El Parlante

Periódico Académico de Divulgación, Ciencia & Tecnología y Opinión de la Realidad Nacional, con óptica universitaria y patriótica.

Historia del Siglo XX Segunda Guerra Mundial

El Yamato, la desintegración de un símbolo

El acorazado más imponente y poderoso de la historia, el arma letal del imperio japonés y de su armada victoriosa y orgullosa, la invencible, con la tecnología más avanzada, con los hombres más capacitados, convertía su negativa a la desaparición final en una de las epopeyas más grandes de la Segunda Guerra Mundial.

La última batalla del Yamato sería librada frente a Okinawa, se llamaba la misión “Operación Ten-Go”; era de vital importancia para la Marina Imperial Japonesa navegar hasta las islas Ryûkyû y aportar lo que podía, todo lo que tenía, lo que le sobraba, literalmente el gran acorazado terminaría atrapado adrede en la gran escaramuza para la que había sido construido, sus órdenes eran las de destruir todo el material enemigo posible, acabar con la última munición y encallar el gran monstruo del pacífico. 72 800 toneladas, hacían de esta mole flotante un guerrero de metal pesado y dominante, el Bismarck alemán sólo fue una efímera figura delgada frente a este verdadero coloso de los mares.

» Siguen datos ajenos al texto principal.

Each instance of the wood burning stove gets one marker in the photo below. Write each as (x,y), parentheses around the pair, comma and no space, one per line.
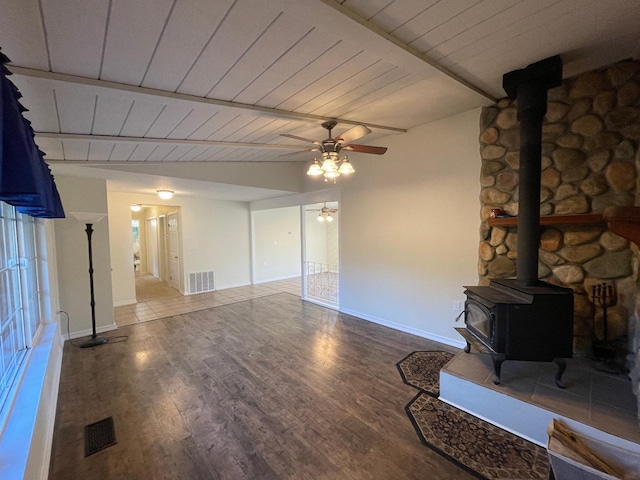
(515,322)
(524,318)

Explosión de los almacenes de munición del Yamato. La nube de hongo, de 6 km de altura, se pudo ver en Kyūshū, a 160 km de distancia.

En esta épica batalla que duró poco tiempo, participaron aviones bombarderos y torpederos lanzados desde portaaviones operativos de la Armada de los Estados Unidos; macabro plan que resultó exitoso para hundir de una vez a este titán del océano. Pero nada por lo general sale como uno lo planeó y más, cuando esta misión suicida solamente provocaría más tiempo perdido para la final conquista de Tokio, la capital Imperial japonesa y miles de muertes de soldados aliados.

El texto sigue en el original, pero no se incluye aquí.